Считаю лишним перечислить всё. Прошу Вашего одобрительного отзыва от вас ибо без этого я и моя семья погибла и подвергается лишениям холоду и голоду[18]. (Илл. 16-17).


Илл. 16-17. ГАКК. Ф. 1747. Оп. 1. Д. 737. Лл. 2, 3.

«Народное» волеизъявление

Чтобы у читателя-неспециалиста не сложилось впечатления, будто раскулачивание было каким-то стихийным процессом — бедняки составляют списки, а потом по этим спискам ходят, выселяют и отбирают имущество — следует настоятельно подчеркнуть, что на самом деле и лишение избирательных прав, и выселение «кулаков» происходило по определённому бюрократическому сценарию. Оно инициировалось «сверху», но оформлялось всегда как «требование народных масс».

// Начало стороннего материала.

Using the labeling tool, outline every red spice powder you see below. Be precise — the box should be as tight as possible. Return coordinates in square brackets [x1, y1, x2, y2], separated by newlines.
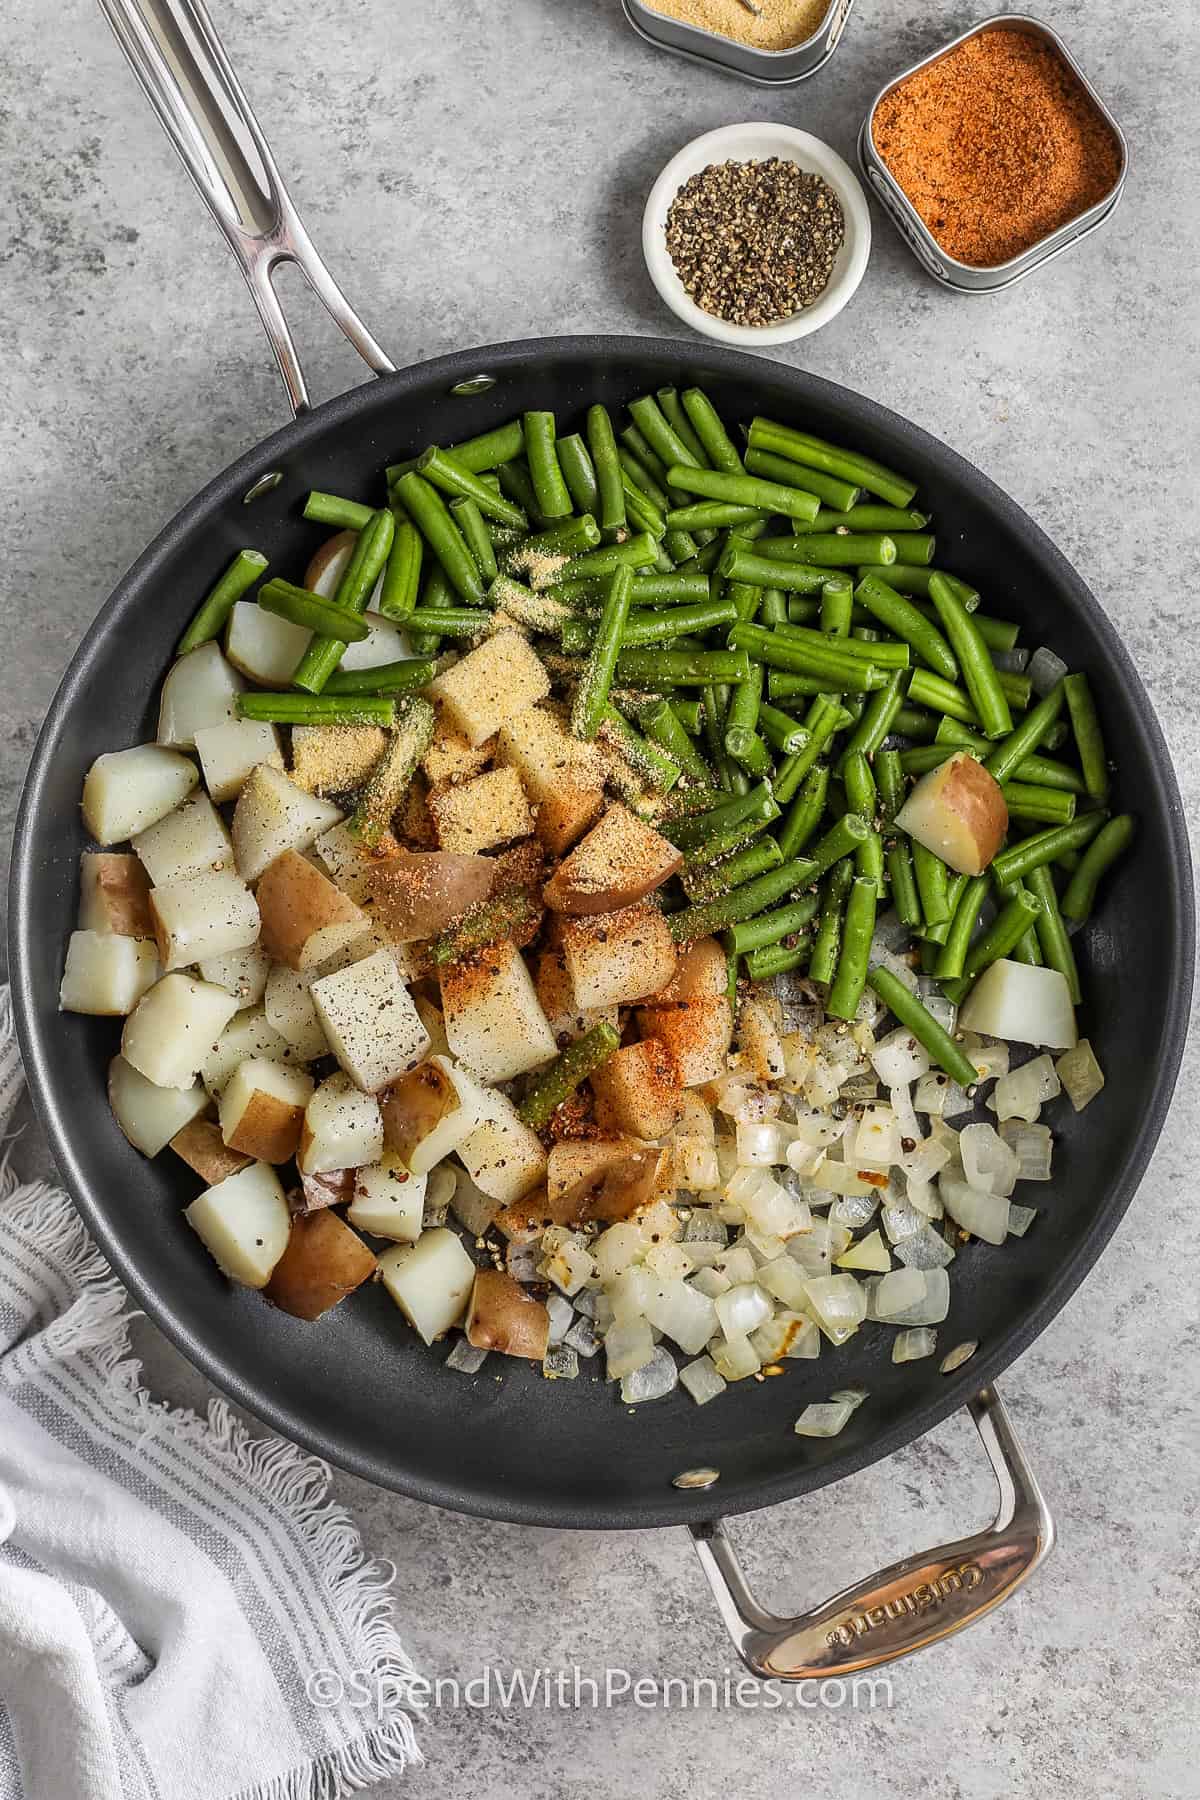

«Активисты», не говоря о бедняках, сами не составляли списки лишенцев (или, позднее, выселяемых). Эти списки, подготовленные в райисполкоме, привозили «уполномоченные из района», которые, собственно, и собирали «актив бедноты». Инициированные и контролируемые «сверху», такие собрания, тем не менее, запускали процесс репрессии как «инициатива снизу», «просьба трудового народа». Конечно, на собрании «активисты», сводя личные счёты, норовили вставить в список дополнительные хозяйства, что нередко удавалось, но процедура репрессии собранием только запускалась, окончательное же решение было за другими инстанциями.

Список, принятый на собрании «актива бедноты», поступал в сельский совет с просьбой рассмотреть его и подтвердить. На заседаниях сельсовета обычно тоже присутствовал «уполномоченный из района» и контролировал весь процесс. Но и сельсовет не имел права принять окончательное решение. Он всего лишь рассматривал «предложение бедноты» и оформлял его соответствующим образом. Например, если на «собрании бедноты» достаточно было голословно заявить, что такой-то имел батраков, то сельсовет уже был обязать оформить это справкой либо от имени самого батрака, либо от имени свидетеля, который подтверждал работу этого батрака. При работе с архивными делами бросается в глаза, что при многих сельсоветах были своего рода «штатные свидетели», которые подписывали все или почти все такие справки. С формальной точки зрения это не воспрещалось – райисполком следил только за тем, чтобы был необходимый комплект документов:

Если был некомплект документов, райисполком «заворачивал» дело в сельсовет для дооформления. Он мог также счесть документы недостаточными для лишения избирательных прав или высылки. Это важный момент: семья лишалась избирательных прав (и/или выселялась) только после постановления райисполкома (или районной «тройки» / «пятёрки» по выселению). Решение собрания бедноты юридической силы не имело, как и решение сельсовета. Начисление индивидуального налога, выселение и другие последствия лишения избирательных прав имели место только после утверждения районными властями и ими же осуществлялись.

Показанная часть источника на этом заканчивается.